Can you use the air dryer on a dog when he/she is dry? (Outside of taking a bath?)


----------



## DixieGSD (Aug 22, 2012)

I use the Furmintator and a regular brush. I brush her a couple time's a week, unless she's shedding heavily, than everyday. And I have give her a bath whenever she needs it. And her coat looks good


----------



## dogfaeries (Feb 22, 2010)

My dogs stay relatively clean since they are bathed for dog shows. I probably wouldn't bathe a dog more than every 2-3 months, if mine weren't shown. I'm pretty sure Carly hasn't had a bath since November when she was last shown.  She's due for one.

As far as brushing, I confess, I don't brush. Ever. When one of the girls starts blowing coat, then I will bathe and then use the force dryer to blow all the excess hair out. It might take a few tries to get it all out, but then we're done. 

One of my dogs is 3 years old, and the other will be 3 in May, so I'm not dealing with puppy coats anymore. Mine just don't shed much at all, unless they are blowing coat before they come into heat...

I think the best tools you could have are a slicker brush, a metal greyhound type comb, and a force dryer.


----------



## NancyJ (Jun 15, 2003)

Jcheng said:


> Can you use the air dryer on a dog when he/she is dry? (Outside of taking a bath?)

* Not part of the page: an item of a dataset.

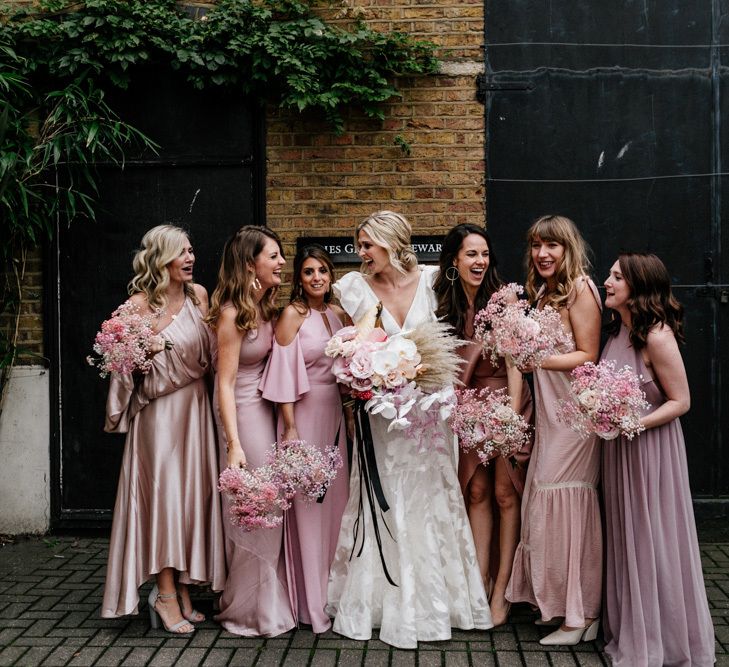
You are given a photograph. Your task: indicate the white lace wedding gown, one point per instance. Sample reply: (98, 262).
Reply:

Yes, it does not put out heat (other than the air gets a little warm from the motor) Just blasts off dirt and loose hair. I like it a lot better than the brushing because it DOES blow off dirt! I have the 4HP model. I am really amazed. I rarely brush anymore.


----------



## AngelaA6 (Jan 20, 2013)

Right now I borrow my sister's Furminator but I'll be purchasing a slicker brush and undercoat rake  and I brush about twice a week ore once every other day during his hardcore shedding times.


----------



## JakodaCD OA (May 14, 2000)

I have all kinds of grooming 'tools', but the only one I use on my gsd(s) , have been my metro air force blower..nothing else needed


----------



## Pooky44 (Feb 10, 2013)

Furminator is nice but an unnecessary expense for stock coats. All you need is an under coat rake and a slicker brush. Be gentle with the rake and follow up with the brush.
I bought a bottle of shampoo for my last dog about 15 years ago. It's still 3/4 full. I use damp towels with a tiny bit of shampoo for 'bathing'.


----------



## Sunflowers (Feb 17, 2012)

I use a Chris Christensen pin brush and a finishing brush made for horses, daily.


----------



## NancyJ (Jun 15, 2003)

On a day like today [all day rain and a dog who would just as soon lay out in the rain than under shelter and who adores mud] I would not trade my Metro for anything! And when he dries completely I will blow of the remaining dirt a lot better than I could get with the hose.


----------



## Freestep (May 1, 2011)

I was thinking... should we make a grooming sticky in this forum? I can't count how many times I have gone over grooming information, particularly with the proper use of the Furminator. Not that I mind, but it could be useful for newbies who are searching for grooming information.


----------